Python remove duplicate values of one key in dict

Question

I have a dictionary like this:

Files:
{'key1': ['path1', 'path1', 'path2', 'path1', 'path2'], 
'key2': ['f', 'f', 'f', 'f', 'f'], 
'key_file': ['file1', 'file1', 'file2', 'file1', 'file2']}

I want to delete all the duplicate values und in 'key_file' and their other values in the other keys ('key1' and 'key2').

Desired dictionary:

Files:
{'key1': ['path1', 'path2'], 
'key2': ['f', 'f'], 
'key_file': ['file1', 'file2']}

I couldn't figure out a solution which preserved the order and deleted every duplicate item and their values in the other keys.

Thanks a lot.

EDIT:

'key2': ['f', 'f', 'f', 'f', 'f']

becomes

'key2': ['f', 'f'],

because there are two distinct files.

I don't want to delete every duplicate in every key. 'path1' is related to 'file1' and 'path2' is related to 'file2' as is the 'f' in key2 for both cases. Actually in reality there are several keys more, but this is my minimal example. That is my problem. I have found several solutions to delete every duplicate.

EDIT2:

Maybe I was a bit confusing.

Every key has the same length as they describe a filename (in key_file), the according path (in key1) and some other describing strings (in key2, etc). It can happen that the same file is stored in different locations (paths), but I know, that it is the same file if the filename is exactly the same.

Basically what I was looking for, is a function which detects the second value of key_file with the filename file1 as a duplicate of the first value file1 and deletes the second value from every key. The same for value number 4 (file1) and 5 (file2). The resulting dictionary would then look like the one I mentioned.

I hope this explains it better.

To remove the duplicates see this question: http://stackoverflow.com/questions/480214/how-do-you-remove-duplicates-from-a-list-in-python-whilst-preserving-order Beyond that, it's simply a loop through the items of the dict :) — Wolph, Jan 15 '15 at 15:16
Is it possible that there is a triplet of entries with same `key_file` but different `key1` or `key2`? — fredtantini, Jan 15 '15 at 15:58
Please reformulate the question to reflect what you actually want. It seems like you need every value in the dictionary to be a list containing two strings. It's not clear which duplicates should be discarded.
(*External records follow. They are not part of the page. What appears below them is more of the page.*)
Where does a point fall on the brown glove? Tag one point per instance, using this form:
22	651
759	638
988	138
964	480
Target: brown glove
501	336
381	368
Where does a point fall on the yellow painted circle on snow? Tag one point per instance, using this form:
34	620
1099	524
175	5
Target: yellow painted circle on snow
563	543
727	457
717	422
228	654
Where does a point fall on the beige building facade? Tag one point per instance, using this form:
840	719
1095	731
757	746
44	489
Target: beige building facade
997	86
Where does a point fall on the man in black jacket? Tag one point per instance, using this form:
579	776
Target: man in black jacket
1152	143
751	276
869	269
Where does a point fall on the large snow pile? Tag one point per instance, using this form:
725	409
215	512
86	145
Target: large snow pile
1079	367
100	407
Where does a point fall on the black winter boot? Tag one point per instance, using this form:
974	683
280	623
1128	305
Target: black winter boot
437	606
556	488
What if your input was this: ```{'key1':['a'], 'key2':['a','b','c']}``` — Håken Lid, Jan 15 '15 at 16:03
@fredtantini: Yes, the same file in key_file can be stored in different paths in key1. For this case I only need the first instance of the name in key_file and their according path in key1 — Keynaan, Jan 16 '15 at 07:52
@HåkenLid: In my case your suggested input is not possible as every value in key_file has a path in key1 — Keynaan, Jan 16 '15 at 07:53

fredtantini · Accepted Answer · 2015-01-15T16:11:03.207

A naive approach: iterate over the keys and add to a new dict each values:

>>> newFiles={'key1': [], 'key2':[], 'key_file':[]}
>>> for i,j in enumerate(Files['key_file']):
...   if j not in newFiles['key_file']:
...      for key in newFiles.keys():
...         newFiles[key].append(Files[key][i])
...
>>> newFiles
{'key2': ['1', '3'], 'key1': ['a', 'c'], 'key_file': ['file1', 'file2']}

with OrderedDict:

>>> for j in OrderedDict.fromkeys(Files['key_file']):
...   i = Files['key_file'].index(j)
...   if j not in newFiles['key_file']:
...     for key in newFiles.keys():
...       newFiles[key].append(Files[key][i])
...
>>> newFiles
{'key2': ['1', '3'], 'key1': ['a', 'c'], 'key_file': ['file1', 'file2']}

Note: if a "file" in key_file always has the same key_1 and key_2, there are better ways. For instance using zip:

>>> z=zip(*Files.values())
>>> z
[('f', 'path1', 'file1'), ('f', 'path1', 'file1'), ('f', 'path2', 'file2'), ('f', 'path1', 'file1'), ('f', 'path2', 'file2')]
>>> OrderedDict.fromkeys(z)
OrderedDict([(('f', 'path1', 'file1'), None), (('f', 'path2', 'file2'), None)])
>>> list(OrderedDict.fromkeys(z))
[('f', 'path1', 'file1'), ('f', 'path2', 'file2')]
>>> zip(*OrderedDict.fromkeys(z))
[('file1', 'file2'), ('path1', 'path2'), ('f', 'f')]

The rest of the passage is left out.